Singapore and New Zealand Sign Avoidance of Double Taxation Agreement21 Aug 2009
The Government of the Republic of Singapore and the Government of New Zealand signed an Agreement for the avoidance of double taxation (DTA) today that incorporates the new internationally agreed Standard for the exchange of information. This is the second agreement Singapore has signed that incorporates the Standard.
2 The signing took place in Singapore between Mr Moses Lee, Commissioner of Inland Revenue, and His Excellency Mr Martin Harvey, New Zealand's High Commissioner to Singapore.
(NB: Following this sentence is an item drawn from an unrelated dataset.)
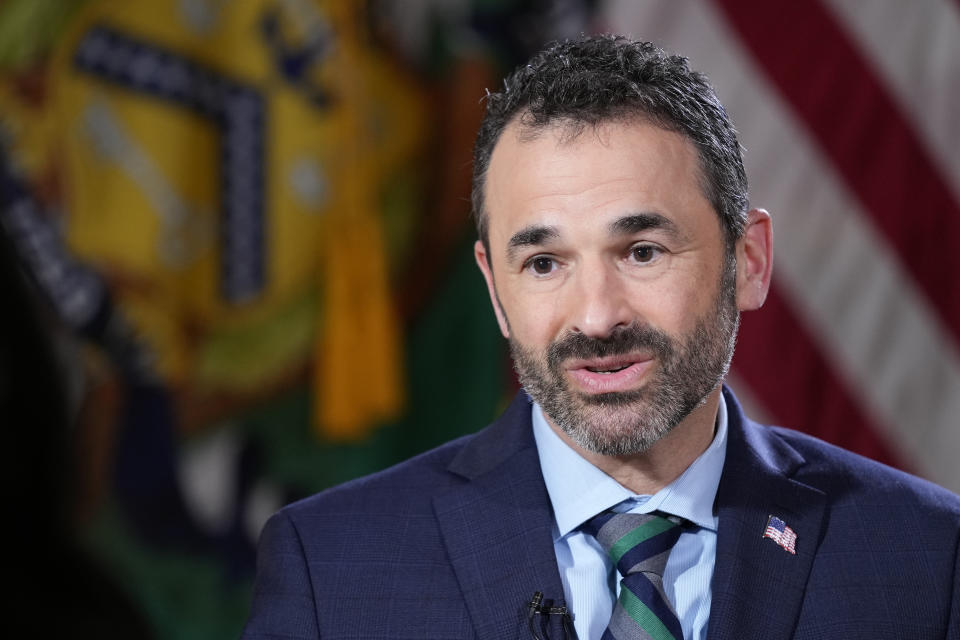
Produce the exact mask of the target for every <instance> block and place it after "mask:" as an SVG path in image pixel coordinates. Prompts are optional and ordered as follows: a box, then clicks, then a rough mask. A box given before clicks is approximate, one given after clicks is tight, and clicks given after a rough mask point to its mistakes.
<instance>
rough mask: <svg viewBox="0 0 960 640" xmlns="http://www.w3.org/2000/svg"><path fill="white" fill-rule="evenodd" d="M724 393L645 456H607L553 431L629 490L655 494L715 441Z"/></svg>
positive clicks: (691, 415) (564, 435)
mask: <svg viewBox="0 0 960 640" xmlns="http://www.w3.org/2000/svg"><path fill="white" fill-rule="evenodd" d="M720 401H721V394H720V387H719V386H718V387H717V388H716V389H714V390H713V391H712V392H710V394H709V395H708V396H707V398H706V400H704V402H703V404H701V405H700V406H699V407H697V408H696V409H694V410H693V411H691V412H690V414H689V415H688V416H687V417H686V418H684V419H683V421H681V422H680V423H679V424H677V426H675V427H674V428H673V429H671V430H670V432H669V433H667V435H665V436H664V437H662V438H661V439H660V440H658V441H657V442H656V443H655V444H654V445H653V446H652V447H650V449H648V450H647V451H644V452H643V453H636V454H630V455H624V456H605V455H601V454H599V453H595V452H593V451H588V450H586V449H584V448H583V447H581V446H580V445H578V444H577V443H575V442H574V441H573V440H571V439H570V437H569V436H567V434H566V433H564V432H563V431H562V430H561V429H560V428H558V427H557V426H556V425H555V424H553V421H552V420H550V419H549V417H548V418H547V422H548V423H549V425H550V428H552V429H553V430H554V432H555V433H556V434H557V435H559V436H560V438H561V439H562V440H563V441H564V442H566V443H567V444H568V445H570V446H571V447H572V448H573V450H574V451H576V452H577V453H579V454H580V455H581V456H583V458H584V459H586V460H587V461H588V462H590V463H591V464H593V465H594V466H595V467H597V468H598V469H600V470H601V471H603V472H604V473H606V474H607V475H608V476H610V477H611V478H613V479H614V480H616V481H617V482H618V483H620V484H621V485H622V486H624V487H626V488H627V489H629V490H630V491H633V492H634V493H636V494H640V495H653V494H654V493H656V492H657V491H659V490H660V489H662V488H664V487H665V486H667V485H668V484H670V483H671V482H673V481H674V480H676V479H677V478H678V477H680V474H682V473H683V472H684V471H686V470H687V467H689V466H690V465H691V464H693V461H694V460H696V459H697V458H698V457H699V456H700V454H702V453H703V452H704V451H706V450H707V447H709V446H710V443H711V442H712V441H713V436H714V430H715V427H716V421H717V410H718V408H719V406H720Z"/></svg>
3 In March 2009, Singapore endorsed the new internationally agreed Standard for exchange of information which will enhance bilateral cooperation in information exchange upon request for tax matters. Since then, we have been renegotiating existing DTAs and negotiating new DTAs with numerous jurisdictions, including OECD countries. Several of these have progressed sufficiently with the agreements expected to be formally signed within the next few months, with some of these already initialled before formal signature.
4 The revised DTA between Singapore and New Zealand will also minimise the double taxation of income that may occur as a result of cross-border economic activities between both countries, thus promoting bilateral trade and investment. Other key changes under the revised DTA include the following:
a) Lower withholding tax rates for dividends, interest and royalties, which are 15% under the existing DTA. The new withholding tax rates for interest and royalties are 10% and 5% respectively, while the withholding tax rates for dividends are 5% or 15%, depending on the shareholding structure; and
b) Change to the definition of a Permanent Establishment to incorporate a building site, a construction, installation or assembly project if it lasts more than 12 months, instead of six months in the existing DTA.
5 The full text of the DTA will be made available on the Inland Revenue Authority of Singapore's (IRAS) website. The DTA will enter into force after its ratification by both countries.